To run the pipeline directly from the DevKit, first stop the running process, then execute the command below.

This approach offers greater flexibility for debugging the pipeline without relying on the MPK process. It also demonstrates how the pipeline can be integrated into a larger application in standalone mode. For example, you can add the command to the DevKit’s startup script to automatically run the pipeline at boot.
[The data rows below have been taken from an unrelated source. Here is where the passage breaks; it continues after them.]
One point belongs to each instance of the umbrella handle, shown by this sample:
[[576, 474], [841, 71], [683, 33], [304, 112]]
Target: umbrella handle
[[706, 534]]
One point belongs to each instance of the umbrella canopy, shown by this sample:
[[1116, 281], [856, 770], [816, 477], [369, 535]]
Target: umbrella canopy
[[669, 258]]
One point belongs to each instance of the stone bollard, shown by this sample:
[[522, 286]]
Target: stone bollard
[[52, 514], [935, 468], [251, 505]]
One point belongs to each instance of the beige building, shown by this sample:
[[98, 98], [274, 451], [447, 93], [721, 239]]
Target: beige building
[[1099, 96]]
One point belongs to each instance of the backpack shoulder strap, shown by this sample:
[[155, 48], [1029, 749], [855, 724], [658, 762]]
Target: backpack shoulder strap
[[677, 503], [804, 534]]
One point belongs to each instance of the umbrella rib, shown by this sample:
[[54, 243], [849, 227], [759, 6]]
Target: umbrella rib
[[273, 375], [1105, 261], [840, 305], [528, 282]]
davinci:/var/log$ sudo kill $(pgrep -f gst_app)
davinci:/var/log$ sudo  GST_DEBUG=3 LD_LIBRARY_PATH=/data/simaai/applications/resnet50_mpk/lib GST_PLUGIN_PATH=/data/simaai/applications/resnet50_mpk/lib /data/simaai/applications/resnet50_mpk/bin/gst_app --manifest-json=/data/simaai/applications/resnet50_mpk/manifest.json --gst-string="simaaisrc location=/data/simaai/applications/resnet50_mpk/etc/input_image720.rgb node-name=input blocksize=2764800 delay=1 mem-target=0 ! 'video/x-raw, format=(string)RGB, width=(int)1280, height=(int)720' ! simaaiprocesscvu_new name=simaai_gen_preproc_1 !  simaaiprocessmla_new name=simaai_process_mla_1 ! simaaiprocesscvu_new name=simaai_detesdequant_1 ! 'application/vnd.simaai.tensor, format=(string)DETESSDEQUANT' ! simple_overlay config=/data/simaai/applications/resnet50_mpk/etc/overlay.json"

The command is constructed with the following parts:

  • GST_DEBUG: standard gstreamer debug level environment.

  • LD_LIBRARY_PATH: path to the library.

  • GST_PLUGIN_PATH: path to the plugin.

  • /data/simaai/applications/resnet50_mpk/bin/gst_app: the path to the gst_app binary.

  • --manifest-json: the path to the manifest.json file.

  • --gst-string: the gstreamer pipeline string. You can get this string from the manifest.json file, or using the command mentioned in the beginning of this step to get the full cmdline.